There is another class of words which have come into England through returned Anglo-Indians and spread by their own merit. One of these is Loot. The dictionary says that it means "to plunder," but it holds more than that or any equivalent English word. Perhaps it has scarcely risen above the level of slang yet, but the phrase "to run amuck" is classical, having been used by both Pope and Dryden. The pedantic attempt made by some writers to change the common way of writing it because the original Malay term is a single word, "amok," comes too late in view of Dryden's line,

"And runs an Indian muck at all he meets."

Cheese, in the sense of a thing, or rather of "the very thing," must be ranked as slang too, though very common. The slang dictionaries give fanciful derivations from Anglo-Saxon roots, or suggest that it is a perversion of "chose"; but it is a common Hindustani word for a thing, and when an Englishman in India finds some article which exactly suits his purpose and exclaims, "Ah! that's the cheese," no one needs to ask the derivation. If it did not come to us directly from India, then it came through the gipsies, for it is one of the many Hindustani words which occur in their language. Another word that came from India indirectly is Caste, but it is of Portuguese origin. The early Portuguese writers applied it ("casta") to the hereditary division of Hindu society, and the English adopted it. It has now become indispensable. We have no other word that could take its place in the lines,

Her manners had not that repose Which stamps the caste of Vere de Vere.

I must close with two familiar words which have been so long with us that few who use them ever suspect that they came from the East--namely, Punch and Toddy. The Rev. J. Ovington, who sailed to Bombay in 1689, in the ship that carried the glad news of the coronation of William and Mary, tells us that, in the East India Company's chief factory at Surat, the common table was supplied with "plenty of generous Sherash (Shiraz) wine and arak Punch," Arrack (properly "Urk"), sometimes abbreviated to Rack, means any distilled spirit, or essence, but is commonly used to distinguish country liquor from imported spirits. The Company's factors drank it because European wines and beer were at that time very expensive in India, and to reconcile it to their palates they made it into a brew called Punch, from the Indian word "panch," meaning five, because it contained five ingredients--viz. arrack, hot water, limes, sugar and spice. This was the ordinary drink of poor Englishmen in India for a longtime, and public "Punch-houses" existed in every settlement of the East India Company.

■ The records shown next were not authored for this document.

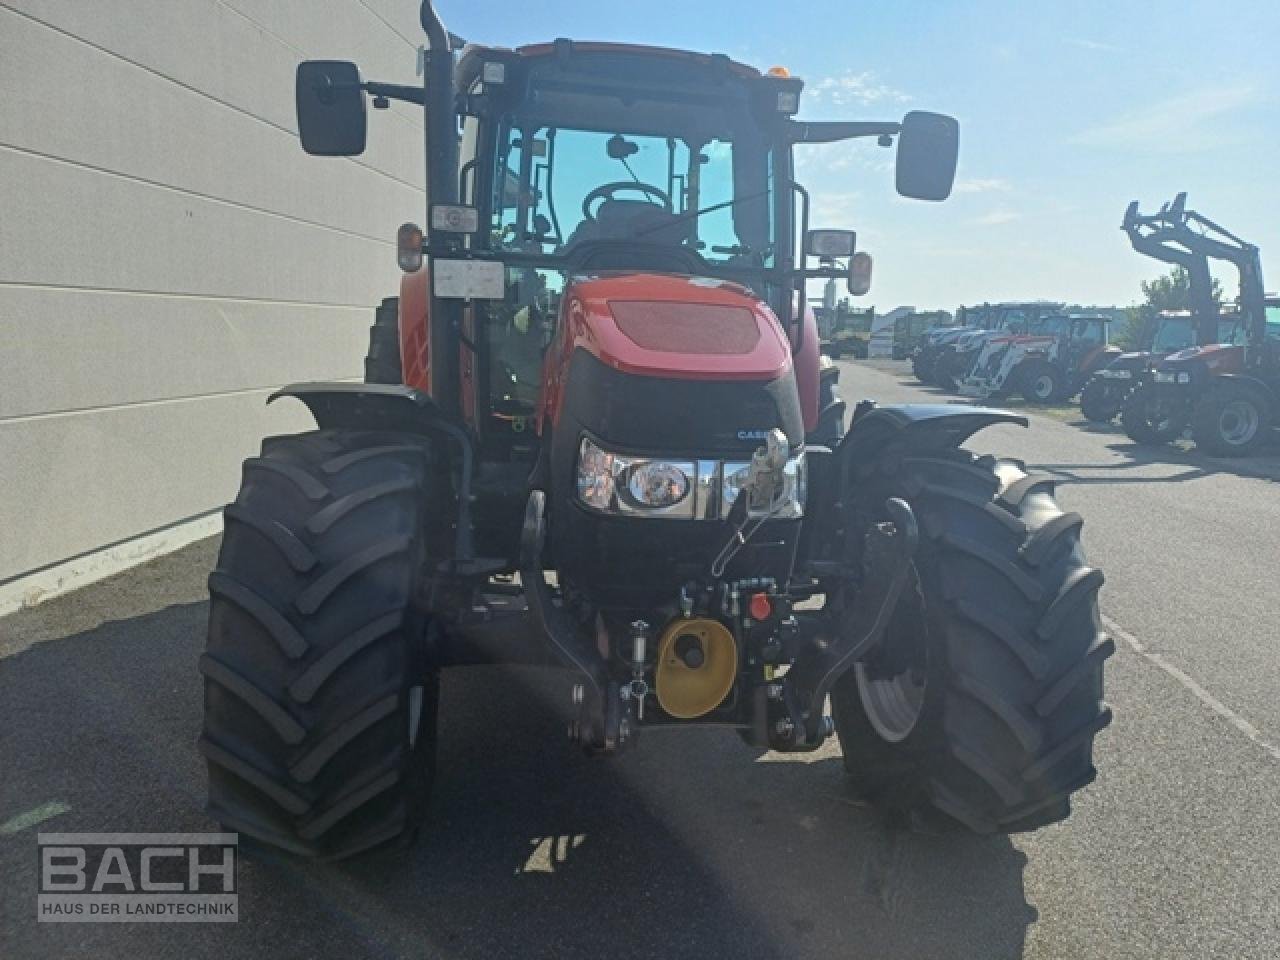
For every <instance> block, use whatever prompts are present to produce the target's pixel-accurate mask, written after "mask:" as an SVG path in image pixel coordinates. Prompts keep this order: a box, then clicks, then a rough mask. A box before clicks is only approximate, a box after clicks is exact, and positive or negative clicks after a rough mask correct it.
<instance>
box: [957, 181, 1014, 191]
mask: <svg viewBox="0 0 1280 960" xmlns="http://www.w3.org/2000/svg"><path fill="white" fill-rule="evenodd" d="M1011 188H1012V186H1011V184H1010V183H1009V180H1006V179H1002V178H1000V177H970V178H969V179H959V180H956V186H955V187H952V192H954V193H1005V192H1007V191H1009V189H1011Z"/></svg>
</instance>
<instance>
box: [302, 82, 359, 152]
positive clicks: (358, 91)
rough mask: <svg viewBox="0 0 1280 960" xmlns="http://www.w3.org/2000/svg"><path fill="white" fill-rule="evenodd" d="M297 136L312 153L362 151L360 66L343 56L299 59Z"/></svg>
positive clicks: (356, 151) (305, 149) (351, 151)
mask: <svg viewBox="0 0 1280 960" xmlns="http://www.w3.org/2000/svg"><path fill="white" fill-rule="evenodd" d="M294 86H296V99H297V110H298V140H301V141H302V148H303V150H305V151H307V152H308V154H312V155H314V156H357V155H360V154H364V152H365V133H366V129H367V123H366V116H365V93H364V91H362V90H361V83H360V70H358V69H357V68H356V64H353V63H348V61H346V60H303V61H302V63H300V64H298V72H297V79H296V84H294Z"/></svg>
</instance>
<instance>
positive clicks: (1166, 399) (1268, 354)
mask: <svg viewBox="0 0 1280 960" xmlns="http://www.w3.org/2000/svg"><path fill="white" fill-rule="evenodd" d="M1124 230H1125V233H1128V234H1129V238H1130V242H1133V246H1134V248H1135V250H1139V251H1140V252H1143V253H1147V255H1148V256H1153V257H1156V259H1158V260H1164V261H1166V262H1174V264H1179V265H1181V266H1184V268H1185V269H1187V271H1188V274H1189V276H1190V289H1192V300H1193V311H1192V312H1193V314H1194V315H1196V316H1197V317H1201V319H1199V320H1198V321H1197V329H1198V330H1199V332H1202V333H1204V334H1212V333H1217V342H1216V343H1206V342H1204V338H1203V337H1202V338H1201V339H1199V346H1196V347H1190V348H1188V349H1183V351H1178V352H1175V353H1171V355H1169V356H1167V357H1165V358H1164V360H1161V361H1160V362H1158V364H1157V365H1156V369H1155V370H1153V371H1152V375H1151V378H1149V379H1148V380H1147V381H1146V383H1144V384H1143V385H1142V387H1139V388H1138V389H1137V390H1134V392H1133V394H1132V396H1130V397H1129V398H1128V399H1126V401H1125V404H1124V410H1123V411H1121V420H1123V422H1124V428H1125V431H1126V433H1128V434H1129V436H1130V439H1133V440H1135V442H1138V443H1161V442H1169V440H1174V439H1178V438H1179V436H1181V434H1183V433H1184V430H1185V429H1187V428H1190V431H1192V439H1194V440H1196V445H1197V447H1201V448H1203V449H1204V451H1206V452H1208V453H1212V454H1216V456H1221V457H1230V456H1247V454H1249V453H1253V452H1254V451H1257V448H1258V447H1260V445H1261V444H1262V443H1265V442H1266V440H1267V439H1268V435H1270V433H1271V428H1272V426H1274V425H1275V424H1276V422H1277V421H1280V300H1276V298H1267V297H1266V294H1265V293H1263V285H1262V264H1261V260H1260V256H1258V248H1257V247H1256V246H1253V244H1252V243H1248V242H1245V241H1243V239H1240V238H1239V237H1236V236H1235V234H1233V233H1231V232H1230V230H1226V229H1225V228H1222V227H1220V225H1219V224H1216V223H1213V221H1212V220H1210V219H1208V218H1206V216H1202V215H1201V214H1198V212H1196V211H1194V210H1188V209H1187V195H1185V193H1179V195H1178V196H1176V197H1175V198H1174V201H1172V204H1166V205H1165V206H1162V207H1161V209H1160V211H1158V212H1156V214H1151V215H1143V214H1139V212H1138V204H1137V201H1134V202H1133V204H1130V205H1129V209H1128V211H1126V212H1125V219H1124ZM1210 259H1215V260H1225V261H1228V262H1230V264H1231V265H1234V266H1235V268H1236V271H1238V274H1239V280H1240V292H1239V300H1238V311H1236V312H1234V314H1230V315H1224V316H1221V317H1220V316H1219V311H1217V308H1216V307H1215V306H1213V303H1212V297H1211V293H1210V284H1211V278H1210V270H1208V261H1210ZM1228 329H1229V330H1230V334H1229V335H1224V334H1226V333H1228Z"/></svg>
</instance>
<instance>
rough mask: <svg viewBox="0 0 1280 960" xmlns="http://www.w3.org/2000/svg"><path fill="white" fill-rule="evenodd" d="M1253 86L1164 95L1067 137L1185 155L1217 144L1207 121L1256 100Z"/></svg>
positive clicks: (1120, 145) (1166, 153)
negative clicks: (1169, 152) (1139, 109)
mask: <svg viewBox="0 0 1280 960" xmlns="http://www.w3.org/2000/svg"><path fill="white" fill-rule="evenodd" d="M1257 99H1258V92H1257V90H1256V88H1254V87H1252V86H1247V84H1242V86H1234V87H1216V88H1215V87H1208V88H1204V90H1196V91H1192V92H1189V93H1180V95H1178V96H1172V97H1166V99H1165V100H1160V101H1157V102H1155V104H1151V105H1149V106H1146V108H1143V109H1140V110H1134V111H1132V113H1128V114H1124V115H1121V116H1117V118H1115V119H1112V120H1108V122H1106V123H1102V124H1098V125H1097V127H1091V128H1089V129H1085V131H1082V132H1079V133H1076V134H1075V136H1074V137H1071V141H1070V142H1073V143H1078V145H1080V146H1088V147H1125V148H1132V147H1138V148H1147V150H1152V151H1157V152H1166V154H1167V152H1175V154H1187V152H1192V151H1197V150H1206V148H1210V147H1212V146H1215V145H1220V143H1221V138H1220V136H1217V133H1220V132H1215V131H1210V129H1206V128H1204V124H1206V123H1207V122H1210V120H1215V119H1217V118H1220V116H1222V115H1224V114H1229V113H1231V111H1234V110H1238V109H1240V108H1242V106H1248V105H1249V104H1253V102H1256V101H1257Z"/></svg>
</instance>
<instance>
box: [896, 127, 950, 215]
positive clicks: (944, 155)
mask: <svg viewBox="0 0 1280 960" xmlns="http://www.w3.org/2000/svg"><path fill="white" fill-rule="evenodd" d="M959 156H960V124H959V123H956V119H955V118H954V116H946V115H943V114H932V113H928V111H925V110H913V111H911V113H909V114H908V115H906V116H904V118H902V129H901V131H900V132H899V134H897V164H896V169H897V172H896V182H897V184H896V186H897V192H899V193H901V195H902V196H904V197H911V198H914V200H933V201H938V200H946V198H947V197H948V196H951V184H952V183H955V178H956V160H957V157H959Z"/></svg>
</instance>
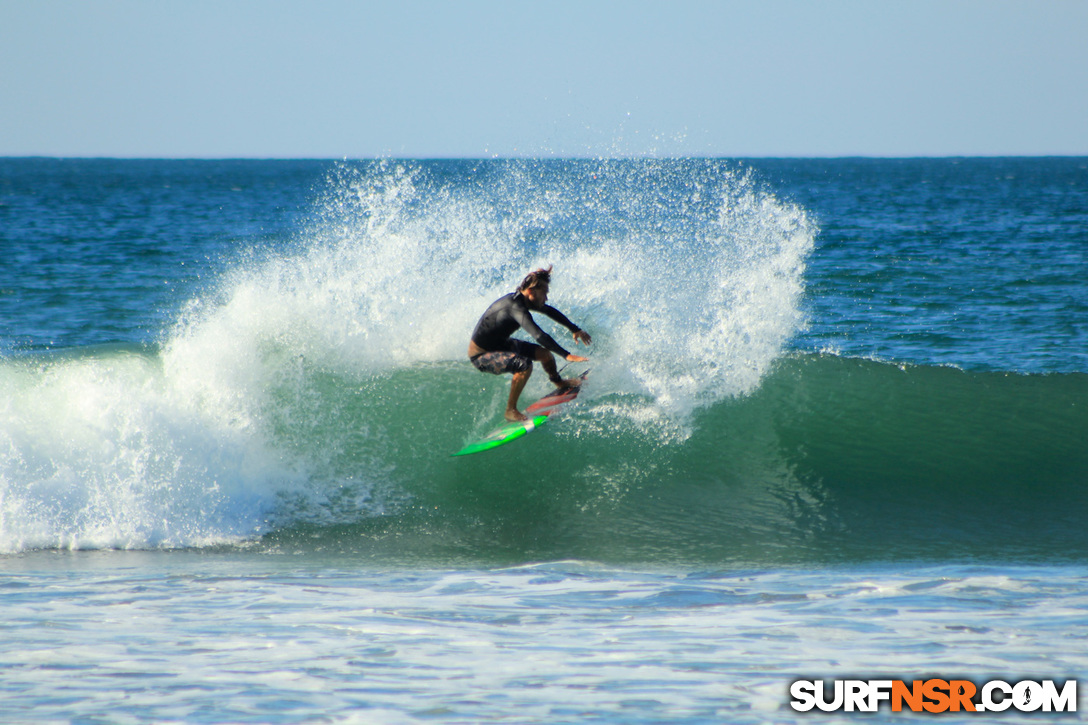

Now, one of the principal substances from which country liquor is distilled is palm juice, the native name for which, "tadee," has been perverted into "toddy" (as in the case of "cot" above-mentioned), and "toddy punch" meant the same thing as "arrack punch," Returning Anglo-Indians brought the receipt for making this brew to England, and lovers of Vanity Fair will remember how the whole course of that story was changed by the bowl of "rack punch" which Joseph Sedley ordered at Vauxhall, where "everybody had rack punch." How soon both the brew and its Indian name took firm root and spread among us appears from the fact that, at the Holy Fair described by Burns in the century before last, the lads and lasses sit round a table and "steer about the toddy."